Daniel Evangelakos will guide us through High-Performance and Scalable Radix Sorting, by Duane Merrill and Andrew Grimshaw.
Here, high performance is achieved by performing the sort on a GPU. You need not have read this paper to attend; all are welcome!
Sorting is arguably the most common task performed by computing devices, so it has long been seen as a natural and important problem of computer science study. Radix sorting is an important historical (and often overlooked) approach to ordering data. Suppose you have a collection C of length L strings of letters drawn from a known alphabet. (The number of symbols in this alphabet is its “radix”.) If we have one bucket for each letter in the alphabet, it’s pretty clear that tossing each string in the bucket labeled with the first letter of the string is a quick approximation to sorting C.
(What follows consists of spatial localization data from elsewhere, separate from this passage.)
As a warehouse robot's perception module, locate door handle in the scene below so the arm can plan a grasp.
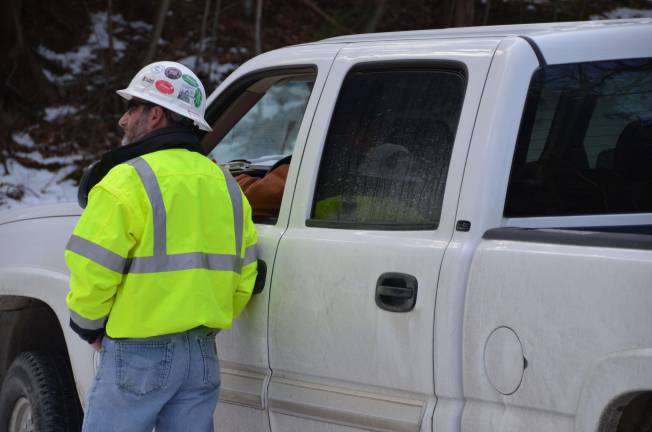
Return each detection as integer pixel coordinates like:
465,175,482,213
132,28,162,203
251,259,267,295
376,272,419,312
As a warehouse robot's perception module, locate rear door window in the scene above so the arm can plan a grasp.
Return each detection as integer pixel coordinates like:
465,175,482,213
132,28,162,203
505,58,652,217
307,67,466,230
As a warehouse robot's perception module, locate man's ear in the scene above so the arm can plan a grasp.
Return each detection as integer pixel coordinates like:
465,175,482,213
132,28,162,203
148,106,168,130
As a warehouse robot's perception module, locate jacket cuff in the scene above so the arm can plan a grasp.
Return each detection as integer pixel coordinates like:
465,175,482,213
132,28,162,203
70,319,104,343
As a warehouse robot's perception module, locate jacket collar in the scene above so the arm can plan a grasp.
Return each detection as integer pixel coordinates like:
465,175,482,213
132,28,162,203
77,127,202,208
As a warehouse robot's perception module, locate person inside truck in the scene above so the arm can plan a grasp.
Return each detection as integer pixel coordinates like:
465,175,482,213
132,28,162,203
65,61,257,432
235,155,292,219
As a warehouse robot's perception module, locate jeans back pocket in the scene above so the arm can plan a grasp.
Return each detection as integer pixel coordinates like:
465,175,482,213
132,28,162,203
198,336,220,388
116,341,174,396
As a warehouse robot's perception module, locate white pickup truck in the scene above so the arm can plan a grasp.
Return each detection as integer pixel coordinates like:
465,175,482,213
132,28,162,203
0,19,652,432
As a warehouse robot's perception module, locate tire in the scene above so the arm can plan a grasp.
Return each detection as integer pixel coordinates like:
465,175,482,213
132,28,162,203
0,352,83,432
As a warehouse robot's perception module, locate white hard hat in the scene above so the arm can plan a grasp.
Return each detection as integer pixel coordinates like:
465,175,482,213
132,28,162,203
116,61,212,132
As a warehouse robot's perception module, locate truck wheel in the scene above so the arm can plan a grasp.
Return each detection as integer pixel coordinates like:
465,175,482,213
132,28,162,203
0,352,83,432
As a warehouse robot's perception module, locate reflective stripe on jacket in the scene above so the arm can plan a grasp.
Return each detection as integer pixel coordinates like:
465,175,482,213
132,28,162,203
65,149,257,338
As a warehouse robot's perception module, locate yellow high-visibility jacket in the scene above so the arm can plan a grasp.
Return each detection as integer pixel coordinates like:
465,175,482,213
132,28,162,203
65,149,257,338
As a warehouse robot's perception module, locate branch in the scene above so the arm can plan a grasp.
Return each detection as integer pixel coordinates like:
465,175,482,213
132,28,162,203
301,0,355,34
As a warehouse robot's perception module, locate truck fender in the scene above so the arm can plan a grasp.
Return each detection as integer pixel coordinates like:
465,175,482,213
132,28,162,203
0,267,95,401
575,348,652,432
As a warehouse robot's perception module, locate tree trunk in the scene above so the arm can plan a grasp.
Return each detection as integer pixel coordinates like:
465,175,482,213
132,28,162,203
106,0,113,77
577,0,586,21
208,0,222,81
242,0,254,18
143,0,170,66
194,0,211,73
364,0,387,33
455,0,473,27
482,0,491,25
301,0,355,34
255,0,263,55
2,0,56,106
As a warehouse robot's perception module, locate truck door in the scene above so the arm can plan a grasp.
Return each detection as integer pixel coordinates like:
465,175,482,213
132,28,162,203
202,45,339,432
269,39,497,432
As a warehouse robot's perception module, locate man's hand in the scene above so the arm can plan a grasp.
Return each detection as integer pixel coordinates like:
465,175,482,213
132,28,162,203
91,336,102,352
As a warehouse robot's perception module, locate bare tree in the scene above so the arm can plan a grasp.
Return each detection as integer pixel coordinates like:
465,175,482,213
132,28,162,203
364,0,387,33
482,0,491,25
195,0,211,71
577,0,586,21
143,0,170,66
242,0,254,18
208,0,222,80
255,0,263,54
454,0,474,27
106,0,113,77
301,0,355,34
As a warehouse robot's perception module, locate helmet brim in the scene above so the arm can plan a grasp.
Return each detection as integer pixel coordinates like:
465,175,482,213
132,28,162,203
116,88,213,132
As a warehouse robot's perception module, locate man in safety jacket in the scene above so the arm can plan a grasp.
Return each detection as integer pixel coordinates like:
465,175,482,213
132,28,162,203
65,62,257,432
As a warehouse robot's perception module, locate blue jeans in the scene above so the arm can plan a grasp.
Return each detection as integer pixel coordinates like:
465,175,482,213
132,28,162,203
82,328,220,432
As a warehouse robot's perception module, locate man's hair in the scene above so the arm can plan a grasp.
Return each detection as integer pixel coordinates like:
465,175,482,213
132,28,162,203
161,107,195,129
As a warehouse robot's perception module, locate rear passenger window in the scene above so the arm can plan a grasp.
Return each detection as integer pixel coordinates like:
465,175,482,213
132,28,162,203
505,58,652,217
307,68,465,230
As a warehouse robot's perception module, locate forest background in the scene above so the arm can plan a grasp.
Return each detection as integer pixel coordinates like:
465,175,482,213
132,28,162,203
0,0,652,210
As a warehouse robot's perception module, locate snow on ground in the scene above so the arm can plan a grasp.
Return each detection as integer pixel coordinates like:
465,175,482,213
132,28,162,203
44,105,79,122
0,132,80,211
36,12,159,84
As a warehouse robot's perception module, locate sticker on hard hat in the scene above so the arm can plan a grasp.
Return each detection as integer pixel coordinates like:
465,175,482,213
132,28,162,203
156,80,174,94
177,85,195,105
165,67,181,79
181,74,199,87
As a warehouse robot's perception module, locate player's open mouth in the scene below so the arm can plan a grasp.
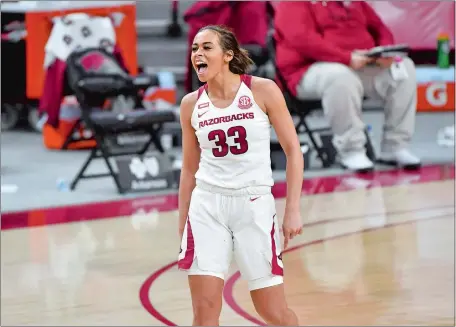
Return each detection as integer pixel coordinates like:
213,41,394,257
196,62,207,74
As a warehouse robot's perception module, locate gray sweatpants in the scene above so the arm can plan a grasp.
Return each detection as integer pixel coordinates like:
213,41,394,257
297,58,416,152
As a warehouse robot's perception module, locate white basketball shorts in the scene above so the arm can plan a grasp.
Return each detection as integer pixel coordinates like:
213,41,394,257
178,183,283,290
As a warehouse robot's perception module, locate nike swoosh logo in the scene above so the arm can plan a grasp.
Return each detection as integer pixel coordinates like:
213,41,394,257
198,110,209,118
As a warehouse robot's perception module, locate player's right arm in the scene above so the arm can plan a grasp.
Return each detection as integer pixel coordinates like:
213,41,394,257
179,92,201,238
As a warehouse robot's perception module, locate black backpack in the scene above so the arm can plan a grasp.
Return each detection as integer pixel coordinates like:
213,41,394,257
66,48,135,104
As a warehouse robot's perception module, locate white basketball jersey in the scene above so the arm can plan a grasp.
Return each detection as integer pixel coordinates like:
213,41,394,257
191,75,274,189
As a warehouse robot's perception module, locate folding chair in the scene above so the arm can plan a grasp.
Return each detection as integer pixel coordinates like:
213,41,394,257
67,48,176,193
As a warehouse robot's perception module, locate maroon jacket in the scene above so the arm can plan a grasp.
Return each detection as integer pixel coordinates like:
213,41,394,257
274,1,394,95
184,0,268,92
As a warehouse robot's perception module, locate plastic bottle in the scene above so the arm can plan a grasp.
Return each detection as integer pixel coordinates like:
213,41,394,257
437,33,450,69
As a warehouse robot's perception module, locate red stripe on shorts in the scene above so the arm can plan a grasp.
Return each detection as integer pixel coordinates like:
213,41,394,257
177,218,195,269
271,215,283,276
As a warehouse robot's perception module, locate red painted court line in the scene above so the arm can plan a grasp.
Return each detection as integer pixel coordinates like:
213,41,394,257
1,164,455,230
139,206,454,326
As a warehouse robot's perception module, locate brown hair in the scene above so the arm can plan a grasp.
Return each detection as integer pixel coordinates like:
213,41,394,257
198,25,253,75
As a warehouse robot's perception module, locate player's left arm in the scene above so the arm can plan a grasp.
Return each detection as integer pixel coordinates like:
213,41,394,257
252,78,304,246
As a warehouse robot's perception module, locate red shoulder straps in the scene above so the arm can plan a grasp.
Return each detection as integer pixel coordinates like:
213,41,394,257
198,84,207,99
241,75,252,89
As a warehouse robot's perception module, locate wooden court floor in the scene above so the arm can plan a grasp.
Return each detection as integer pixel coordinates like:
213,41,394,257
1,166,455,326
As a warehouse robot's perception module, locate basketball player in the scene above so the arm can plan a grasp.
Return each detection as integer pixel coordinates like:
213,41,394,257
178,26,303,326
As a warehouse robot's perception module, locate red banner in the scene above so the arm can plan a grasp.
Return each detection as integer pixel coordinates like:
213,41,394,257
368,0,455,49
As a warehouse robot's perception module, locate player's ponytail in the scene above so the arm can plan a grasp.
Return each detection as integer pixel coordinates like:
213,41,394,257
200,25,253,75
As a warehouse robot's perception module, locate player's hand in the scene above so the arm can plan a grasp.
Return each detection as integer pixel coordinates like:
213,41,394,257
375,57,394,68
282,211,302,250
350,50,372,70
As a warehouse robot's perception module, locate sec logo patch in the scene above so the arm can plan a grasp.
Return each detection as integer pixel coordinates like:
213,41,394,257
238,95,253,109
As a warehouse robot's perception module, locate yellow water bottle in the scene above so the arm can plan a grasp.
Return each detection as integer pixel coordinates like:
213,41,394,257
437,33,450,69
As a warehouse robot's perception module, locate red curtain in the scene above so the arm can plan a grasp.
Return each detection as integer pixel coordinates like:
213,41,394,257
368,1,455,50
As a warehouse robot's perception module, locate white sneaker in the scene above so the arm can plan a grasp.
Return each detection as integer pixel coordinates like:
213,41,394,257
378,148,421,170
437,125,454,147
339,152,374,173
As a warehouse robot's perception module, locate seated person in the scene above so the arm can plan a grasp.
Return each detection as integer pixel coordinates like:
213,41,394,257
274,1,420,171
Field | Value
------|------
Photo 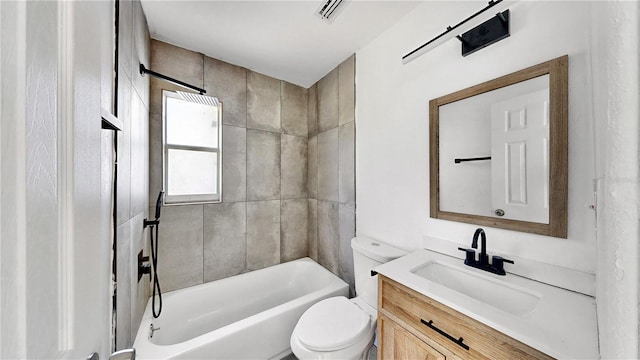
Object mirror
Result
[429,55,568,238]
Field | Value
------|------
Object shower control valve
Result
[138,250,151,282]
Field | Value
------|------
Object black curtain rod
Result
[402,0,502,60]
[140,64,207,95]
[453,156,491,164]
The important observation in radix sort is that we can sort the data in L passes, with each pass considering letters in each position *starting at the end*:
i = L
while i > 0:
“toss” all strings from C based on column i into appropriate buckets
re-collect strings from buckets in bucket order into C
decrement i
result: C is sorted
It’s interesting to note that (1) the algorithm sorts without using comparison, and (2) the running time of the algorithm does not vary and is proportional to the number of strings times L. This approach may perform better than many of your favorite sorts.
This sort was the basis for the design of sorting machines popular long before computers. It’s also related to approaches used in “sorting networks” that route data between parallel processors and
memories.
Grimshaw has made many important contributions to parallel and grid (structured distributed) computing. Merrill, his student, now works at NVidia research and is a three-time Cavalier.